Since this discussion touches on the issue of the inerrancy of Scripture,
let me say that I regard this doctrine as being a result of inappropriate
speculation.  It follows roughly the same principle that the first Century
Jews did in rejecting Jesus as the Messiah:  In both cases, the argument
starts out by assuming it knows what God would or would not do:  "God would
not allow the Messiah to be killed." "God would not allow his message to be
transmitted in a manner that is subject to error."  I agree that if I were
God, things would be different.  I would no doubt make my will clearly known
to my subjects, and supply appropriate thunderbolts when they didn't listen.

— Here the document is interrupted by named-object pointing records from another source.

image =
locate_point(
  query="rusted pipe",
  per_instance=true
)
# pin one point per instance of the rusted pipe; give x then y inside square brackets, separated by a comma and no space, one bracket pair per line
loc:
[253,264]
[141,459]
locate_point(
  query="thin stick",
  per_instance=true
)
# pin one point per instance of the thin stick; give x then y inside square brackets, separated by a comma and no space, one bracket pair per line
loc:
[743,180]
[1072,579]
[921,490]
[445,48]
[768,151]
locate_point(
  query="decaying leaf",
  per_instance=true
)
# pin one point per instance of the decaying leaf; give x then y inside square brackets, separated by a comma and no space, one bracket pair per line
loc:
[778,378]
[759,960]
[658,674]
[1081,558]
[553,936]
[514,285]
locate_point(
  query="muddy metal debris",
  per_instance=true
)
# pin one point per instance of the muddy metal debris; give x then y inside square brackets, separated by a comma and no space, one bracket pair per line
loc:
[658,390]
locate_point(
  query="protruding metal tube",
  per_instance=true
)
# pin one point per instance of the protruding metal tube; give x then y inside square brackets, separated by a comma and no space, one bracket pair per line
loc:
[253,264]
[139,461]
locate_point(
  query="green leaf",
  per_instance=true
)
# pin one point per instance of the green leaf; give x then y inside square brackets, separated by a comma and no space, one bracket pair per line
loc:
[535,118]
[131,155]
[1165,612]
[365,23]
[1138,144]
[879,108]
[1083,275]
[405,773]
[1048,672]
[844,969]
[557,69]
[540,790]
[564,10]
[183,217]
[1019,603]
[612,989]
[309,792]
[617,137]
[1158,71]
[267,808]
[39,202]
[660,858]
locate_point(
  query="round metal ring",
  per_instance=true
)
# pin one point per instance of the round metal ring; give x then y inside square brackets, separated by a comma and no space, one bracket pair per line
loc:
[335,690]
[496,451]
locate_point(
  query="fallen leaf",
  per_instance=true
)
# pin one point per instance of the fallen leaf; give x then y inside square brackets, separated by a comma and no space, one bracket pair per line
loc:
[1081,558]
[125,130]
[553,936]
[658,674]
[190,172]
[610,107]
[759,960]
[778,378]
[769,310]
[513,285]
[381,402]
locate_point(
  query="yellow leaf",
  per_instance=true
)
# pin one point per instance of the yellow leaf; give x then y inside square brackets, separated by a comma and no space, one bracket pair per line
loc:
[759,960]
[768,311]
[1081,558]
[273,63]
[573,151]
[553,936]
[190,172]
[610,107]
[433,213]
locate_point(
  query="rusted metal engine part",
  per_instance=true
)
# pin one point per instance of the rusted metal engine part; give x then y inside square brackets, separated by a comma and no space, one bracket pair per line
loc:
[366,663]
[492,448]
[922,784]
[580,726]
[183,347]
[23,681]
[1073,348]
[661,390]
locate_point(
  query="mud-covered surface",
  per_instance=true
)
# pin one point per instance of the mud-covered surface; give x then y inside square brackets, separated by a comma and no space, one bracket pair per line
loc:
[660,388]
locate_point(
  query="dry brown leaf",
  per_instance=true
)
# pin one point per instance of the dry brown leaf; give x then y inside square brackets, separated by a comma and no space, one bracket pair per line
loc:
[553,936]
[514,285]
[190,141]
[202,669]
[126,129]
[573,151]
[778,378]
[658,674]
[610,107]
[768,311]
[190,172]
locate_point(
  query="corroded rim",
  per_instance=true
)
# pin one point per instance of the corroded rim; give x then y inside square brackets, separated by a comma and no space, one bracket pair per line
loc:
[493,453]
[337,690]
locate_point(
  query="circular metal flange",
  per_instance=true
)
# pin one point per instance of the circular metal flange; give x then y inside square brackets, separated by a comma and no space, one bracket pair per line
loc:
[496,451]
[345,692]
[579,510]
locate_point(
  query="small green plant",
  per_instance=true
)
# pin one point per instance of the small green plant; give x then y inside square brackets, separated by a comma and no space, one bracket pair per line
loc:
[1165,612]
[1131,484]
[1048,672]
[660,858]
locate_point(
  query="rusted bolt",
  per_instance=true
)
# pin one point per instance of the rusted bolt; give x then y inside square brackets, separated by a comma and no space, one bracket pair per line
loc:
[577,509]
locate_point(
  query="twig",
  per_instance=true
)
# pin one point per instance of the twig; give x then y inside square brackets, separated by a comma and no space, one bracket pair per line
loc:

But God does not seem to have choosen to work that way.  He seems to have
subjected both his Son and the testimony about his Son, to the vicissitudes
of human life.  I believe that inerrancy is a close cousin to docetism.
They both refuse to believe that God would truly come into history.

Where I differ from the classical liberal view, is that although I do not
view Scripture as inerrant, I do view it as reliable.  I mean reliable to be
taken in its normal sense.  When I say that I consider a person to be
reliable, I don't mean that he never errs, or that he reports things
perfectly.  I mean that he doesn't make substantial errors.  I do believe
that the authors of the NT understood Jesus, and that the portrait that they
painted of him is faithful in any way that matters.